At Samsung Next, we look for founders building infrastructure that enables entirely new categories of products and services. Nucleus stands out for its scientific rigor, delivering validated clinical-grade results rather than entertainment-grade ancestry estimates. It also stands out for its strategic potential: as wearables and health sensors proliferate, the missing layer has been a genetic baseline that contextualizes what those signals mean for each individual.

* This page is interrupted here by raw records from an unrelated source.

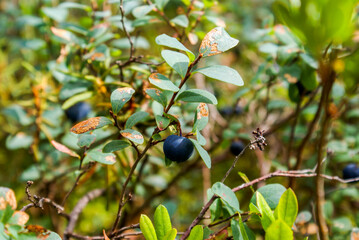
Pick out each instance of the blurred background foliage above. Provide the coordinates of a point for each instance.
(54, 54)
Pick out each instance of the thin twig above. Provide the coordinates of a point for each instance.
(81, 204)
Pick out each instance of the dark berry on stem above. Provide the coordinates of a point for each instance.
(177, 148)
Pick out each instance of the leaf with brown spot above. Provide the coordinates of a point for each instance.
(7, 196)
(216, 41)
(120, 97)
(90, 124)
(64, 149)
(133, 136)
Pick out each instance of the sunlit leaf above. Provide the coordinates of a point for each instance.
(157, 95)
(147, 228)
(178, 61)
(104, 158)
(197, 95)
(216, 42)
(120, 97)
(64, 149)
(222, 73)
(162, 82)
(165, 40)
(115, 145)
(135, 118)
(90, 124)
(132, 135)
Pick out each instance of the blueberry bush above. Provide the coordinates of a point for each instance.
(179, 119)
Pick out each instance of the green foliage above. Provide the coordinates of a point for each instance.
(136, 64)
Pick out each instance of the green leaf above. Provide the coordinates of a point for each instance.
(171, 235)
(216, 42)
(104, 158)
(196, 233)
(64, 149)
(279, 230)
(86, 139)
(222, 73)
(215, 208)
(162, 122)
(161, 3)
(72, 88)
(74, 5)
(287, 208)
(133, 136)
(226, 194)
(197, 95)
(180, 20)
(162, 82)
(56, 13)
(77, 98)
(201, 117)
(142, 11)
(20, 140)
(157, 95)
(90, 124)
(178, 61)
(162, 222)
(271, 193)
(115, 145)
(120, 97)
(135, 118)
(203, 153)
(238, 230)
(147, 228)
(8, 212)
(165, 40)
(200, 139)
(267, 215)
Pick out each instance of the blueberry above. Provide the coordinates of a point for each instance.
(78, 111)
(177, 148)
(350, 171)
(237, 147)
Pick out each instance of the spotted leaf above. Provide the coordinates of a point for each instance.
(7, 196)
(104, 158)
(120, 97)
(216, 42)
(90, 124)
(132, 135)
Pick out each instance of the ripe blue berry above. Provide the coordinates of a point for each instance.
(177, 148)
(78, 111)
(237, 147)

As whole-genome sequencing becomes standard preventive care, Nucleus is positioned to be the trusted platform consumers and clinicians turn to first.

We're proud to make a strategic investment in Nucleus following its $14 million Series A done by Founders Fund and Seven Seven Six, with participation from Neo, Balaji Srinivasan, and others. We're excited to support Kian and the Nucleus team as they build the foundation for genomics-informed healthcare.

Written By Diane Choi & Sam Campbell

Diane Choi and Sam Campbell are investors at Samsung Next. Samsung Next's investment strategy is limited to its own views and does not reflect the vision or strategy of any other Samsung business unit, including, but not limited to, Samsung Electronics.